TEXTE > Michel Cleeren (photographe)
Texte pour l’exposition « Patience » (à venir)
121 jours (Latitude N 50°32’51” Longitude E 05°11’10”), 197 jours (Latitude N 50°32’42” Longitude E 05°12’57”), 121 jours (Latitude N 48°50’03” Longitude E 03°00’10”), 187 jours (Latitude N 56°17’09” Longitude W 04°39’29”), 136 jours (Latitude N 50°25’39” Longitude E 05°49’32”), …, 3, 4 mois, 6 mois et plus, le calendrier s’effeuille, le temps s’écoule, imperceptible. Presque.
C’est sur ce mot que se joue le travail de Michel Cleeren. Presque - formé de près et de que - s’apparente étymologiquement à empreindre : “ marquer la forme d’un corps dur sur une matière plus souple “. Ses photographies sont le témoignage des infimes changements du temps passé qui s’imprime sur les choses, comme d’ailleurs sur les gens, leurs visages et leur peau, comme sur l’écorce des arbres, sur la surface de la roche, dans la profondeur du ciel. Les traces du temps qui ne cessent de se produire sous nos yeux, mais qu’on ne voit pas. Il nous faut prendre la distance, un recul nécessaire, pour remarquer ce que François Jullien nomme les transformations silencieuses qui relatent le vécu des choses, le vécu des gens. Ces photographies nous content donc la vie, celle qui a eu lieu durant un certain moment en un endroit bien précis. Mais qu’on ne s’y trompe pas. Il s’agit avant tout d’autobiographies nées dans la contemplation de l’instant pour se terminer lorsque la patience aura assez duré. Car il faut laisser du temps au temps pour que l’histoire s’écrive ; tout - peu en vérité - ne se fait en un jour. Déjà, une saison suffit pour que le temps se fasse sentir. Il patine délicatement ou, au contraire, ride le papier posé au pied de l’arbre immortalisé. Il altère, colore le tirage monochrome d’un oxyde transporté par le vent et la pluie, incrustant, dans l’intervalle, des sédiments ambiants. Inévitablement, et plus que tout, le temps manifeste sa présence. Seulement en gâtant, il magnifie. Il donne du relief à l’histoire, apporte de la profondeur. Oui, il y a ici quelque chose à découvrir, quelque chose qui suscite l’intérêt et invite à l’arrêt.

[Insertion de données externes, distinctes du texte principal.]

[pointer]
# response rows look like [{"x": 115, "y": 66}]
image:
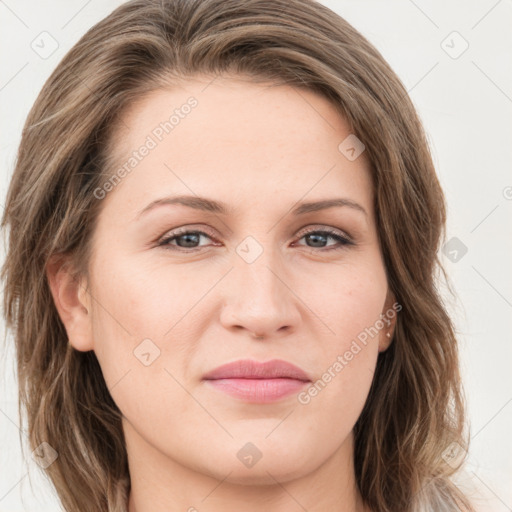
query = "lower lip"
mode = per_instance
[{"x": 259, "y": 390}]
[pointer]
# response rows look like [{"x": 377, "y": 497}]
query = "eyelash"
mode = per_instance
[{"x": 329, "y": 233}]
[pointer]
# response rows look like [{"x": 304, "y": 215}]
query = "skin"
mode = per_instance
[{"x": 261, "y": 150}]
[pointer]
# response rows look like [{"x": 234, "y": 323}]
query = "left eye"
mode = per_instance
[{"x": 190, "y": 239}]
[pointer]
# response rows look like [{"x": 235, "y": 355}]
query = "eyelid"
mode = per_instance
[{"x": 346, "y": 239}]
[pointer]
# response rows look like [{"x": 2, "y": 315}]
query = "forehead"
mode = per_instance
[{"x": 229, "y": 137}]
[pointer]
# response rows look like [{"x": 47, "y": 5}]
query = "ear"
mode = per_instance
[
  {"x": 388, "y": 317},
  {"x": 72, "y": 301}
]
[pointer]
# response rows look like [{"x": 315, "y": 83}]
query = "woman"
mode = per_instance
[{"x": 301, "y": 358}]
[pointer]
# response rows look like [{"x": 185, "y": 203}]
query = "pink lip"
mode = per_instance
[{"x": 258, "y": 382}]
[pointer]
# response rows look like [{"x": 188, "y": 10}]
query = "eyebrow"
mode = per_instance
[{"x": 211, "y": 206}]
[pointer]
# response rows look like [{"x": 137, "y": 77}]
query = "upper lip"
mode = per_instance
[{"x": 250, "y": 369}]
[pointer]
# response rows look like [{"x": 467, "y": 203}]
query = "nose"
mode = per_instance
[{"x": 259, "y": 299}]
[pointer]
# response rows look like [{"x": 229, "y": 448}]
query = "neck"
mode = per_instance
[{"x": 159, "y": 483}]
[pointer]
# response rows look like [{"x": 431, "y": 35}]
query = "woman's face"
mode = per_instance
[{"x": 166, "y": 309}]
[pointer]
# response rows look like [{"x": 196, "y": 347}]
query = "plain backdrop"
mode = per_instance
[{"x": 455, "y": 59}]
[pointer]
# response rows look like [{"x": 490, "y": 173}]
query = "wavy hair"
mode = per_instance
[{"x": 415, "y": 410}]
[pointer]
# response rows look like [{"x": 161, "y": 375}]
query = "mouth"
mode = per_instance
[{"x": 255, "y": 382}]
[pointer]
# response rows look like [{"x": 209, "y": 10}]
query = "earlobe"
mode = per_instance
[
  {"x": 388, "y": 319},
  {"x": 71, "y": 301}
]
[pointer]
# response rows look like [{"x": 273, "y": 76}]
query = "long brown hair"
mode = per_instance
[{"x": 415, "y": 409}]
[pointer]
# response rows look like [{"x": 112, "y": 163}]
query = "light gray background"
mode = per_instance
[{"x": 465, "y": 102}]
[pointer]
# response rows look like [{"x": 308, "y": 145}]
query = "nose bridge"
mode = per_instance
[
  {"x": 257, "y": 269},
  {"x": 257, "y": 297}
]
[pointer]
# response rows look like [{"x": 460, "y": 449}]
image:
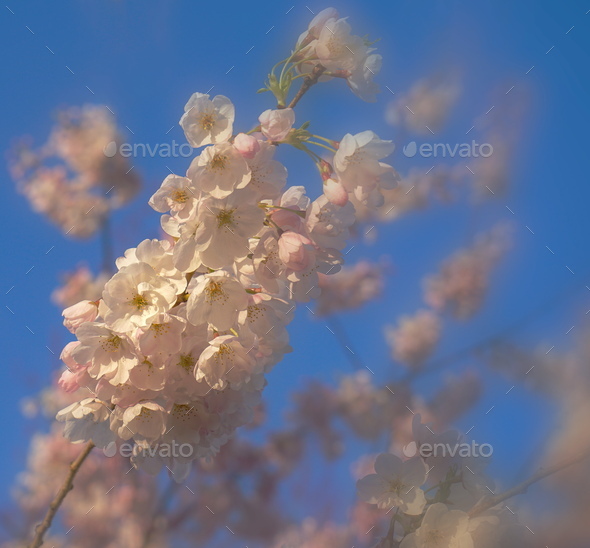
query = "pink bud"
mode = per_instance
[
  {"x": 276, "y": 124},
  {"x": 66, "y": 355},
  {"x": 287, "y": 219},
  {"x": 296, "y": 251},
  {"x": 320, "y": 20},
  {"x": 68, "y": 381},
  {"x": 247, "y": 145},
  {"x": 335, "y": 192},
  {"x": 79, "y": 313}
]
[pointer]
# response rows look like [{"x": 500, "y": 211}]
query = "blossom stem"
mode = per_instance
[
  {"x": 67, "y": 486},
  {"x": 491, "y": 501},
  {"x": 308, "y": 82},
  {"x": 321, "y": 145}
]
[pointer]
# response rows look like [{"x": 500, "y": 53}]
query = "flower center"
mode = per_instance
[
  {"x": 434, "y": 538},
  {"x": 207, "y": 121},
  {"x": 179, "y": 195},
  {"x": 139, "y": 301},
  {"x": 112, "y": 344},
  {"x": 218, "y": 162},
  {"x": 225, "y": 218},
  {"x": 396, "y": 486}
]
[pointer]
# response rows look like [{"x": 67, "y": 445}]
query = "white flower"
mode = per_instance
[
  {"x": 229, "y": 224},
  {"x": 247, "y": 145},
  {"x": 77, "y": 314},
  {"x": 163, "y": 336},
  {"x": 143, "y": 421},
  {"x": 357, "y": 163},
  {"x": 395, "y": 483},
  {"x": 360, "y": 80},
  {"x": 219, "y": 170},
  {"x": 135, "y": 296},
  {"x": 159, "y": 255},
  {"x": 176, "y": 195},
  {"x": 207, "y": 121},
  {"x": 319, "y": 21},
  {"x": 87, "y": 420},
  {"x": 225, "y": 361},
  {"x": 328, "y": 223},
  {"x": 192, "y": 239},
  {"x": 442, "y": 528},
  {"x": 335, "y": 192},
  {"x": 337, "y": 49},
  {"x": 268, "y": 177},
  {"x": 268, "y": 266},
  {"x": 276, "y": 124},
  {"x": 296, "y": 251},
  {"x": 216, "y": 299},
  {"x": 111, "y": 355}
]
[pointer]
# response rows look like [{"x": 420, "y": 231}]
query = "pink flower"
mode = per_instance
[
  {"x": 335, "y": 192},
  {"x": 77, "y": 314},
  {"x": 67, "y": 358},
  {"x": 276, "y": 124},
  {"x": 68, "y": 381},
  {"x": 296, "y": 251},
  {"x": 247, "y": 145},
  {"x": 287, "y": 219}
]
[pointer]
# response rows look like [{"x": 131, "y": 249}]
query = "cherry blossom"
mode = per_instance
[
  {"x": 206, "y": 121},
  {"x": 395, "y": 483}
]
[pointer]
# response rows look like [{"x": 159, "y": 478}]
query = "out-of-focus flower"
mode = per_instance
[
  {"x": 395, "y": 483},
  {"x": 414, "y": 338},
  {"x": 350, "y": 288},
  {"x": 462, "y": 282},
  {"x": 90, "y": 178},
  {"x": 426, "y": 105}
]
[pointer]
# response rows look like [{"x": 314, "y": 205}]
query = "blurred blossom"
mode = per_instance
[
  {"x": 426, "y": 105},
  {"x": 78, "y": 176},
  {"x": 79, "y": 285},
  {"x": 462, "y": 283},
  {"x": 313, "y": 535},
  {"x": 414, "y": 338},
  {"x": 350, "y": 288},
  {"x": 415, "y": 191}
]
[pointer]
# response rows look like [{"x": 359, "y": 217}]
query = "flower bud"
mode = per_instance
[
  {"x": 79, "y": 313},
  {"x": 335, "y": 192},
  {"x": 276, "y": 124},
  {"x": 247, "y": 145}
]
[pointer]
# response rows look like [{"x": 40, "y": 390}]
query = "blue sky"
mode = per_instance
[{"x": 144, "y": 59}]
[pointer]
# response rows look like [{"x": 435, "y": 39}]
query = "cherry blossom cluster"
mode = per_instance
[
  {"x": 177, "y": 347},
  {"x": 79, "y": 285},
  {"x": 350, "y": 288},
  {"x": 431, "y": 496},
  {"x": 328, "y": 49},
  {"x": 462, "y": 282},
  {"x": 77, "y": 177}
]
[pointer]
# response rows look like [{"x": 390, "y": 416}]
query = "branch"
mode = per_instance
[
  {"x": 488, "y": 502},
  {"x": 67, "y": 486},
  {"x": 308, "y": 81}
]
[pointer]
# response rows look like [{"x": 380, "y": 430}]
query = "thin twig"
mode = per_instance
[
  {"x": 67, "y": 486},
  {"x": 309, "y": 81},
  {"x": 488, "y": 502}
]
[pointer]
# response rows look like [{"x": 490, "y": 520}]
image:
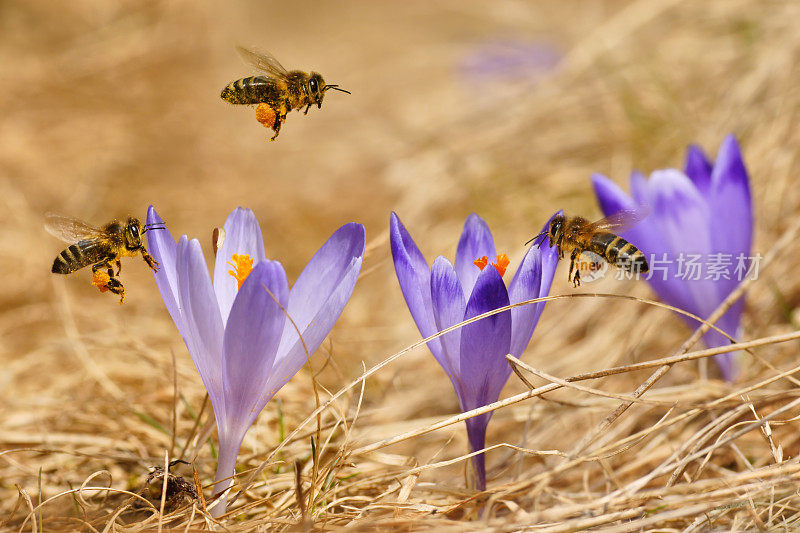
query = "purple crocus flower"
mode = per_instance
[
  {"x": 703, "y": 212},
  {"x": 236, "y": 327},
  {"x": 444, "y": 295}
]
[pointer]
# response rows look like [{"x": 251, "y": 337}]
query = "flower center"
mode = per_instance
[
  {"x": 501, "y": 263},
  {"x": 242, "y": 265}
]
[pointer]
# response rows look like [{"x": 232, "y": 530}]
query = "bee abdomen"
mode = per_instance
[
  {"x": 251, "y": 90},
  {"x": 69, "y": 260},
  {"x": 619, "y": 252}
]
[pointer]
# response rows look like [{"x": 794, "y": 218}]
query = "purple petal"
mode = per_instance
[
  {"x": 731, "y": 206},
  {"x": 204, "y": 330},
  {"x": 242, "y": 236},
  {"x": 484, "y": 344},
  {"x": 682, "y": 218},
  {"x": 476, "y": 241},
  {"x": 448, "y": 310},
  {"x": 162, "y": 247},
  {"x": 252, "y": 337},
  {"x": 532, "y": 279},
  {"x": 414, "y": 277},
  {"x": 317, "y": 300},
  {"x": 698, "y": 168},
  {"x": 476, "y": 433},
  {"x": 613, "y": 199}
]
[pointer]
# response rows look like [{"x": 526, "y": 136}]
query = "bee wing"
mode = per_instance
[
  {"x": 263, "y": 61},
  {"x": 70, "y": 229},
  {"x": 621, "y": 220}
]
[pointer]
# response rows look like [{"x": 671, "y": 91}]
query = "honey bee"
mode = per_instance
[
  {"x": 277, "y": 93},
  {"x": 576, "y": 235},
  {"x": 99, "y": 247}
]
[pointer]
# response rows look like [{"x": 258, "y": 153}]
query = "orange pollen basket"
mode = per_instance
[
  {"x": 100, "y": 280},
  {"x": 242, "y": 266},
  {"x": 501, "y": 263}
]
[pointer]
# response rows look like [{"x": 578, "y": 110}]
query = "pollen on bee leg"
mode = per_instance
[
  {"x": 242, "y": 265},
  {"x": 100, "y": 280},
  {"x": 265, "y": 115}
]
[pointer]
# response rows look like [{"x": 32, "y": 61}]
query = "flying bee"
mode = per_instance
[
  {"x": 576, "y": 235},
  {"x": 100, "y": 247},
  {"x": 277, "y": 93}
]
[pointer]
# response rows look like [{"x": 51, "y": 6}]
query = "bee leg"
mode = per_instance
[
  {"x": 576, "y": 279},
  {"x": 277, "y": 126},
  {"x": 152, "y": 263},
  {"x": 115, "y": 286}
]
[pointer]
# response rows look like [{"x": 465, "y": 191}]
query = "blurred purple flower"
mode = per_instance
[
  {"x": 443, "y": 295},
  {"x": 509, "y": 60},
  {"x": 240, "y": 340},
  {"x": 705, "y": 210}
]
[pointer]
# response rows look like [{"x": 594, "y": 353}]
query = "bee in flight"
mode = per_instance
[
  {"x": 576, "y": 235},
  {"x": 100, "y": 247},
  {"x": 277, "y": 93}
]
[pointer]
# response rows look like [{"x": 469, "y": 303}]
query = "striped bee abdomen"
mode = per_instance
[
  {"x": 76, "y": 256},
  {"x": 252, "y": 90},
  {"x": 69, "y": 260},
  {"x": 618, "y": 252}
]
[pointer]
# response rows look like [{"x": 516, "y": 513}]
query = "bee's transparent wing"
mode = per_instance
[
  {"x": 621, "y": 220},
  {"x": 263, "y": 61},
  {"x": 70, "y": 229}
]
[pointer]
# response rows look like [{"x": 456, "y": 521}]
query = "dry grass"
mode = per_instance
[{"x": 108, "y": 107}]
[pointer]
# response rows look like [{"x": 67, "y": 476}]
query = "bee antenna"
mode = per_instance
[
  {"x": 336, "y": 88},
  {"x": 542, "y": 234},
  {"x": 157, "y": 225}
]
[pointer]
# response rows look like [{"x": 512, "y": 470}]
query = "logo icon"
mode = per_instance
[{"x": 591, "y": 266}]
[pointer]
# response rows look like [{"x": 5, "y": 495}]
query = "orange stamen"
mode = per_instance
[
  {"x": 242, "y": 265},
  {"x": 501, "y": 263},
  {"x": 481, "y": 262}
]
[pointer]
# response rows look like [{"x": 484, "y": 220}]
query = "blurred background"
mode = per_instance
[{"x": 504, "y": 109}]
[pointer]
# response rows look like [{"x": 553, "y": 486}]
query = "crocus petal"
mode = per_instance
[
  {"x": 242, "y": 236},
  {"x": 532, "y": 279},
  {"x": 476, "y": 241},
  {"x": 731, "y": 204},
  {"x": 485, "y": 343},
  {"x": 683, "y": 219},
  {"x": 317, "y": 300},
  {"x": 252, "y": 337},
  {"x": 449, "y": 306},
  {"x": 698, "y": 168},
  {"x": 414, "y": 277},
  {"x": 163, "y": 248},
  {"x": 645, "y": 236},
  {"x": 613, "y": 199},
  {"x": 204, "y": 330}
]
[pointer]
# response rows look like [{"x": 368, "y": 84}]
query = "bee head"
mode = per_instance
[
  {"x": 556, "y": 229},
  {"x": 133, "y": 234},
  {"x": 316, "y": 89}
]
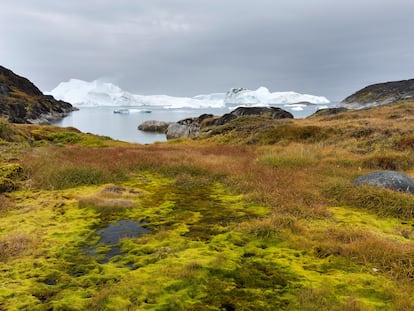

Michel Cleeren nous livre ainsi sa patience de conter, en vers et contre tout. D’escales et d’errances, proches ou lointaines, il ramène des récits radioscopés de la nature, transfigure le monde qui l’entoure, façonne des paysages où apparaissent les transformations patentes passées pourtant sous silence. Ensuite, alors, sur les épreuves affichées là sous nos yeux, de cette âme qui croit-on s’expose, à nous d’y lire ce que chacun veut bien en déduire. Les grattes, les empreintes, les souvenirs ; la sérénité ou les tourments ; la solitude de la fuite ou du repli ; le romantisme de la mélancolie, l’observation du flâneur,… mais il reste à parier que d’aucun ne pourra s’y aisément détacher son regard de la beauté qui émane de ce temps capturé.